With Hostess gone, all of the remaining companies contributing to the MEPPs serving Hostess employees will now have to pick up the slack left by Hostess. "
 
I don't either. More power to people who do well for themselves; however, I do agree with the other posters that say some go to far. As stated above, many corporations do get huge "local" tax breaks and incentives to hire workers as well as all sorts of other write offs. I do believe that employers who have a thriving business owe just a tad bit more to an employee than a "just a job." It's fine that we can say the Hostess workers were low-skilled, low income folks or that folks in these types of jobs don't deserve much. That's also a bit of a misconception. Working in a plant, food line, assembly line, almost always takes some sort of skills/smarts to run the equipment, troubleshoot the equipment, and just be safe on the equipment.

Corporations have been "lucky" in this economy that people are far more desparate and are willing to work jobs that don't pay for their skill sets. I think the economic downturn, coupled with the lack of worker protections, have made employees easy prey for greedy corporations. I think you can be rich AND have a conscience.

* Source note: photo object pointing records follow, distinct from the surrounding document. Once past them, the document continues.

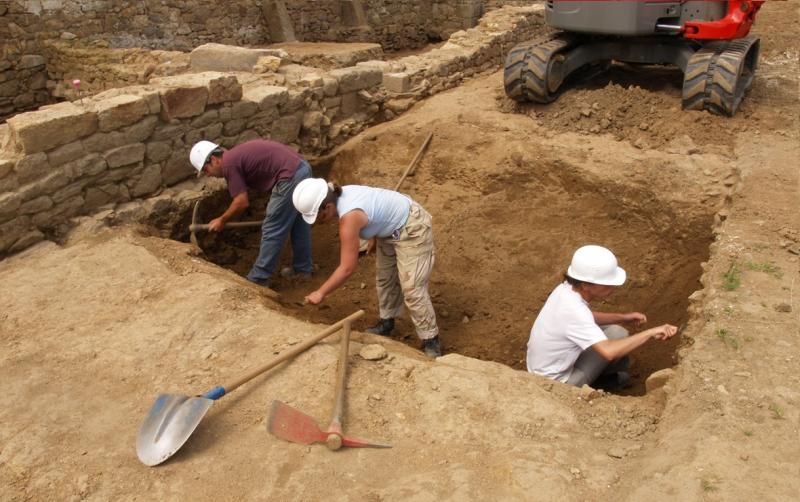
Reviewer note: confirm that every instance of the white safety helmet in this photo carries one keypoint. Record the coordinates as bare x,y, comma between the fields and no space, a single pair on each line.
198,156
307,197
597,265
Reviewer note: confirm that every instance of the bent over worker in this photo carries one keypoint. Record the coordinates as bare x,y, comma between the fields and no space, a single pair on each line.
571,343
404,242
267,167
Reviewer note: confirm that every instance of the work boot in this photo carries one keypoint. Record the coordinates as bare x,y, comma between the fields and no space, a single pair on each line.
383,328
432,348
613,381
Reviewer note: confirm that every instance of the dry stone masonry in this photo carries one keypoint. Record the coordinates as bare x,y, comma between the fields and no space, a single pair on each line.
80,156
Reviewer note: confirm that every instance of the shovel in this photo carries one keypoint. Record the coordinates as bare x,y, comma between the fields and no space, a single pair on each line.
196,227
295,426
173,417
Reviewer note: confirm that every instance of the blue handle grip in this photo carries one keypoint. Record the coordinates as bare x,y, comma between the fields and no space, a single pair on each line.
215,393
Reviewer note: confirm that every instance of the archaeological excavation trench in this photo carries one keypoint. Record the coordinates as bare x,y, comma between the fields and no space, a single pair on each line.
503,240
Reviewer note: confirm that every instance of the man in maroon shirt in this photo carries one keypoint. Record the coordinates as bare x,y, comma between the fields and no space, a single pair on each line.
267,167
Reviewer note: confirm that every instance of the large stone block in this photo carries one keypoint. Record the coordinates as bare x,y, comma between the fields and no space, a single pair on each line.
31,167
219,57
30,61
221,87
266,96
125,155
356,78
47,185
66,153
89,165
149,181
183,102
52,126
10,202
37,205
397,82
286,129
12,231
177,168
119,111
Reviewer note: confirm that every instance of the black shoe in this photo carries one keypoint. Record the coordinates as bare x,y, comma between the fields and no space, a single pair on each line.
432,348
383,328
613,381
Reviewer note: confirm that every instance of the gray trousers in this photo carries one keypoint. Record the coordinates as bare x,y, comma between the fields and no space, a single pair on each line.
591,365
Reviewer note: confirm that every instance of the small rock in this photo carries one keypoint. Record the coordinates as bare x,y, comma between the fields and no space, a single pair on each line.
587,393
372,352
658,379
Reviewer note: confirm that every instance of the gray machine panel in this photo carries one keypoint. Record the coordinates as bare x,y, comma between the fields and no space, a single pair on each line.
629,18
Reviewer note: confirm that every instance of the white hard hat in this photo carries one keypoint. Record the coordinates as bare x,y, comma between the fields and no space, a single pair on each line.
198,156
307,197
597,265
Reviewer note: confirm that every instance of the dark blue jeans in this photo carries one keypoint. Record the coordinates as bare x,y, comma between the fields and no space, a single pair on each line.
281,221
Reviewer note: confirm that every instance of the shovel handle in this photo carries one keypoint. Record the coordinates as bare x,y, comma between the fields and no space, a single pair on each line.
218,392
194,227
341,377
414,162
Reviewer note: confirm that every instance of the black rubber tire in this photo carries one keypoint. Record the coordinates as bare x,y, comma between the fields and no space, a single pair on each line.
719,74
525,75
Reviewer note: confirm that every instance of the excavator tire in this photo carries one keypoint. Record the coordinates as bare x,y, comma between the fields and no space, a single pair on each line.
529,75
719,74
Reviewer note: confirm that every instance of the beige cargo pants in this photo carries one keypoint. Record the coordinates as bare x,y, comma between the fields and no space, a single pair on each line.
404,265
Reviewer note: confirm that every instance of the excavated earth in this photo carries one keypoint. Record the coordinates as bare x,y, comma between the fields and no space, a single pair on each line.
701,210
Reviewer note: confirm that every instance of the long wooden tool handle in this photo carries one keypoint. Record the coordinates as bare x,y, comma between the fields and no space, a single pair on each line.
233,224
341,376
414,162
293,352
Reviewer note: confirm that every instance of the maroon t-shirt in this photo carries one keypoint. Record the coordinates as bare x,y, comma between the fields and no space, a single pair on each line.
258,165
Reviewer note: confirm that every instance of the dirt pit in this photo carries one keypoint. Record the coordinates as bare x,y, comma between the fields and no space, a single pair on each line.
504,234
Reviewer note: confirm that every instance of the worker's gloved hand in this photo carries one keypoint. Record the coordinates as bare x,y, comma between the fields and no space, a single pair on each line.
635,318
664,332
216,225
315,298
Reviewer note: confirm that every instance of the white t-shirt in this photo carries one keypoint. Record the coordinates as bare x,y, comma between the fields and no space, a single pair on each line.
563,329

Just to be clear, I don't know that anyone is specifically suggesting the bakers' union members were low skill or overpaid. Frankly, I don't know anything about those specific jobs or what the pay was.
 
And go where, exactly? :confused3

Not just talking to you, luvmy3 but I see this so many times in these types of threads. "If you don't like the working conditions, find another job". There are no other jobs.

There may not be other jobs 5 minutes from your house, next to mom, in your hometown, in your state or on your coast but there are other jobs.
 
No, I'd say it's half full because I believe people can be good and do the right thing. You, on the hand, seem to think it's natural for people to be devious and uncaring. So I'd say you're the one who is a little pessimistic.